There's no better poster child for a good education than Alfie, who was born to a working class family and grew up among working class people -- and was the first in his family to go to college. Thanks to his college education, he was able to get a job as a computer engineer, travel the world, live in Australia and settle down in Silicon Valley. It's easy to see how Alfie would have turned out had he not decided to pursue higher education -- all we have to do is visit his parents in England and see what their neighbors and his old childhood friends are doing. Alfie completely changed the course of his life by going to college, and I would never call anyone who chooses that path a snob! Courageous, practical, visionary, pioneering, perhaps, but no, Rick, not a snob.
Today I had the chance to meet five pioneers like Alfie at a luncheon hosted by Coca-Cola to honor their First Generation College Scholars at the University of San Francisco. Since 1993, Coca-Cola's First Generation Scholarship Program has awarded over $20 million in scholarships to over 1300 students across 400 campuses in the US. These five students are the very first batch of First Generation Scholars at USF, and in the state of California. These students will receive $6,250 in scholarships each of their four years at USF for a total of $25,000 per student. To remain eligible for the scholarship, students must maintain a 2.8 grade point average their first year and at least a 3.0 their sophomore, junior and senior years. Through the program, the merit-based scholarships will be awarded to five more freshmen each year over the next three years.
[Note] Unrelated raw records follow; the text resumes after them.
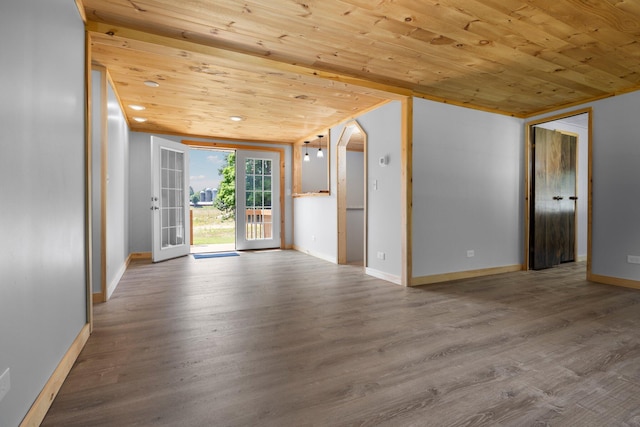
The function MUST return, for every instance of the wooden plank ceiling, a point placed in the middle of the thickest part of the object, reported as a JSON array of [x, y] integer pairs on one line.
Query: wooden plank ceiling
[[290, 68]]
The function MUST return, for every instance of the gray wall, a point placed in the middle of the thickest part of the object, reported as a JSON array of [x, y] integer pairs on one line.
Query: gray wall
[[467, 189], [42, 256], [616, 171], [140, 189]]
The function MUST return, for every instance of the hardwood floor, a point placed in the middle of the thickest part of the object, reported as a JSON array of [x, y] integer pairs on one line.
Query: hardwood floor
[[283, 339]]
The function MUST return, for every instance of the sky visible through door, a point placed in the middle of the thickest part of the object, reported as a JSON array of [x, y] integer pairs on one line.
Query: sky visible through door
[[213, 226]]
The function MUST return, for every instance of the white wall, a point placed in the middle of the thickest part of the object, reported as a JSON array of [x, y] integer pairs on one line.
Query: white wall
[[42, 256], [96, 179], [117, 213], [467, 189], [314, 172], [315, 228], [140, 188], [582, 177], [616, 207], [139, 192], [316, 225]]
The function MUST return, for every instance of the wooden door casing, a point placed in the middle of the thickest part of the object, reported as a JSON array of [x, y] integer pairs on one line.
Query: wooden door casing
[[553, 199]]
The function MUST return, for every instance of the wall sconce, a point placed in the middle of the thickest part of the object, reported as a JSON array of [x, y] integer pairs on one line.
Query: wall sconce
[[320, 153]]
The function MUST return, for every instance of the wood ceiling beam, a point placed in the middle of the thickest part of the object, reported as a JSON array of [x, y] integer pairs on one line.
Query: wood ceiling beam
[[383, 90]]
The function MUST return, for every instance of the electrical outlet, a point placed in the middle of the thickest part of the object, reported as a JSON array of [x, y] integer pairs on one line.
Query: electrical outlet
[[5, 384]]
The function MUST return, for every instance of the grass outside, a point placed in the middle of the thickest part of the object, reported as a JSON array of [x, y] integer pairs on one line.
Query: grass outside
[[209, 228]]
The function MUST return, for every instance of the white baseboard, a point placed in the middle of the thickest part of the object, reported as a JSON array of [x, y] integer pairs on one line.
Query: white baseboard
[[114, 283], [331, 259]]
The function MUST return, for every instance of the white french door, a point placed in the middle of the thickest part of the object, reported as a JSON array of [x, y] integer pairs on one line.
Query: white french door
[[169, 199], [257, 199]]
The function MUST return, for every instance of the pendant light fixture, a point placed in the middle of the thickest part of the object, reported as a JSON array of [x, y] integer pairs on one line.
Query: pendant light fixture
[[320, 153], [306, 154]]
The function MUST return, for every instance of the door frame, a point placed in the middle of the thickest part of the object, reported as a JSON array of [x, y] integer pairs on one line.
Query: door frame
[[158, 253], [528, 163], [242, 240], [234, 146], [341, 160]]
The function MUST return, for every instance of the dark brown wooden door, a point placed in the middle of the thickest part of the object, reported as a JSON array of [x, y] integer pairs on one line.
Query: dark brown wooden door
[[553, 206]]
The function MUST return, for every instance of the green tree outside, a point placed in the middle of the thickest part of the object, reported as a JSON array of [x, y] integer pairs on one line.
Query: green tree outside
[[226, 197]]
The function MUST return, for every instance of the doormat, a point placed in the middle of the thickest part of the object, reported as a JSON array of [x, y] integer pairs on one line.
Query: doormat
[[215, 255]]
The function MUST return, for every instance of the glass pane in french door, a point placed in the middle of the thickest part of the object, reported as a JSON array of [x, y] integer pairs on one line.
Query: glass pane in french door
[[172, 198], [258, 189]]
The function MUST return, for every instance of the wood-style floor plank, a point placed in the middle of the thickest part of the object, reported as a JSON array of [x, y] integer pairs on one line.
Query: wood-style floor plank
[[278, 338]]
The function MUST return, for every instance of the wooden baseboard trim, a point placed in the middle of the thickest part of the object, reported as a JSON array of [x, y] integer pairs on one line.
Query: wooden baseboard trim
[[138, 255], [43, 402], [384, 276], [615, 281], [447, 277]]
Presenting their certificates at the ceremony was Sonya Soutus, Senior Vice President of Public Affairs and Communications at The Coca-Cola Company. She was the perfect person to honor them, because she was also the first in her family to attend college. Sonya has been press secretary for the Vatican, and speaks six languages. What an inspiration! Meeting Sonya and the USF First Generation Scholars, and hearing about their experiences, was very moving and humbling. I kept thinking about how proud their parents must be, and how happy they must be, knowing that their children would be getting a chance for a life that they never had. Isn't that what every parent wants for their kids?
Congratulations to USF's first five First Generation Scholars, and kudos to Coca-Cola for supporting their dreams for a better life!
Disclosure: I have participated in Coca-Cola blogger programs and initiatives in the past. Coca-Cola invited me to this luncheon with no obligation to blog about the event. The views and opinions expressed here are my own.